Question: I must admit to you that I’m still not 100-percent convinced of a pretrib rapture....There is one portion of Scripture that I am unable to avoid and have a difficult time reconciling to pretrib interpretation. It is 2 Thessalonians:2:1-3. It seems to be saying that the “man of sin” [Antichrist] will be revealed before we are gathered together to be with our Lord Jesus Christ in the Rapture. Please help me if you can.
Response: Verse 1 refers to “the coming of our Lord Jesus Christ” (the Second Coming with His saints to rescue Israel and establish His kingdom) and “our gathering together unto him” (the Rapture, when He resurrects the dead saints and catches them up to heaven and with them those alive at that time). Verse 2 says, “That ye be not soon shaken in mind, or be troubled, neither by spirit, nor by word, nor by letter as from us, as that the day of Christ is at hand.” The phrase “at hand” is an obvious error in the 1611 KJV, which has been corrected by a marginal note in current KJV editions to read “now present.” The NAS correctly translates it “has come” and the NIV as “has already come.” One need not be a Greek scholar (or even refer to the Greek text) to know which translation is correct. Simple logic is sufficient.
Logically, no one would be “shaken in mind or troubled” to be told that “the day of Christ is at hand”—whether one’s belief were pretrib, prewrath, midtrib, post-trib, or amillenial. But would someone be troubled to be told that it had “already come”? Yes. Who? Only those who believed that a pretrib rapture ushered in the “day of Christ.” Everyone else is expecting to see at least part of the day of Christ and to face the Antichrist. Realizing they must face this trial, their attitude would be, “The day of Christ is here, so let’s get on with it.” But obviously Paul had taught the Thessalonians that the Rapture came first. Therefore, if the day of Christ had come, they would be “shaken and troubled” that either they had been left behind or that Paul had been mistaken. We can only conclude that Paul had taught a pretrib rapture: “Remember ye not, that, when I was yet with you, I told you these things?” (v 5).

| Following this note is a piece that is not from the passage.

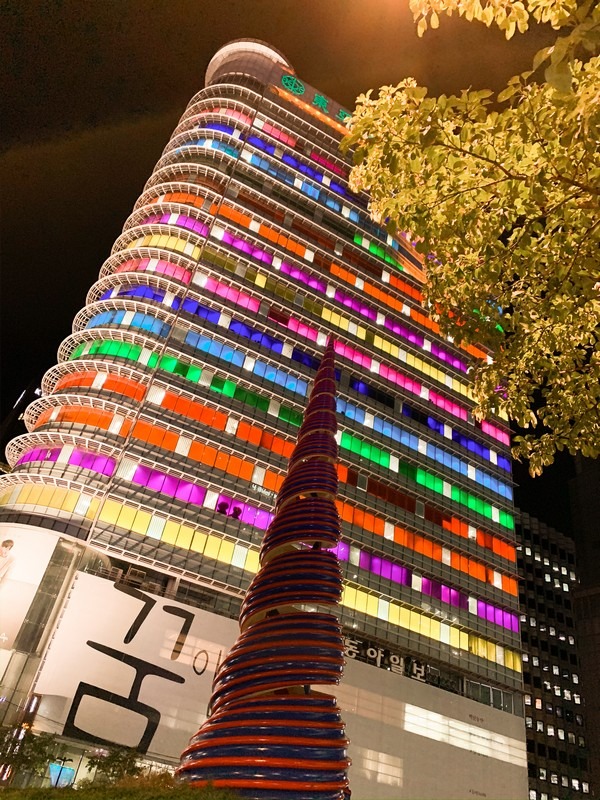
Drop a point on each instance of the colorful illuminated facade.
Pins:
(164, 432)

Verse 3 must be read carefully: “Let no man deceive you by any means: for that day shall not come, except there come a falling away first, and that man of sin be revealed, the son of perdition....” It specifically says that the falling away (apostasy) must come first. Indeed, the apostasy had already come in Paul’s day: “[A]ll they which are in Asia be turned away from me” (2 Tm 1:15); most of the epistles were written to correct error; and Paul warned that the apostasy would accelerate after his death: “[A]fter my departing shall grievous wolves enter in...not sparing the flock”(Acts:20:29). Shortly after Paul’s martyrdom Jude said that heretics had already “crept in unawares” and therefore it was essential (as it still is today) to “earnestly contend for the faith” (Jude 3-4). The only question is, “How much worse will the apostasy get before the Rapture?” There is no requirement of a certain level, however, thus nothing to hinder imminency.
Must the Antichrist be revealed before the Rapture? No, Paul does not say so, though many mistakenly read that into the verse. Paul, in fact, is saying that the day of Christ cannot come without the Antichrist being revealed in that day. Paul states clearly that the day of the Lord will not come without 1) the apostasy coming first, and 2) the man of sin being revealed. It is clear the apostasy must come first. It does not say, however, that the man of sin must be revealed first. The verse allows for two possible interpretations: 1) that the man of sin must be revealed before the day of the Lord; or 2) that he will be revealed in the day of the Lord. We are driven to the latter conclusion for a number of reasons, the major one being that if the Antichrist came first we would be looking for him, not for Christ, as Scripture indicates (Phil:3:20; 1 Thes:1:10; Ti 2:13).
Furthermore, Paul goes on to say that someone was preventing the revelation of the Antichrist when he wrote this epistle and would continue to do so until he would be “taken out of the way” (2 Thes:2:7-8). Only God could prevent Antichrist from being revealed, but God cannot be “taken out of the way” because He is omnipresent. There is only one way to reconcile this apparent contradiction, and that is with the rapture of the church. The Holy Spirit came upon, was with but could also leave, Old Testament believers. David prayed, “[T]ake not thy Holy Spirit from me” (Ps:51:11). Thus John tells us that “the Holy Ghost was not yet given: because that Jesus was not yet glorified” (Jn:7:39). At Pentecost the Holy Spirit was given to indwell believers, never to leave them. It is this presence of God the Holy Spirit within His church which prevents the Antichrist from being revealed and which will be removed at the Rapture and not until then.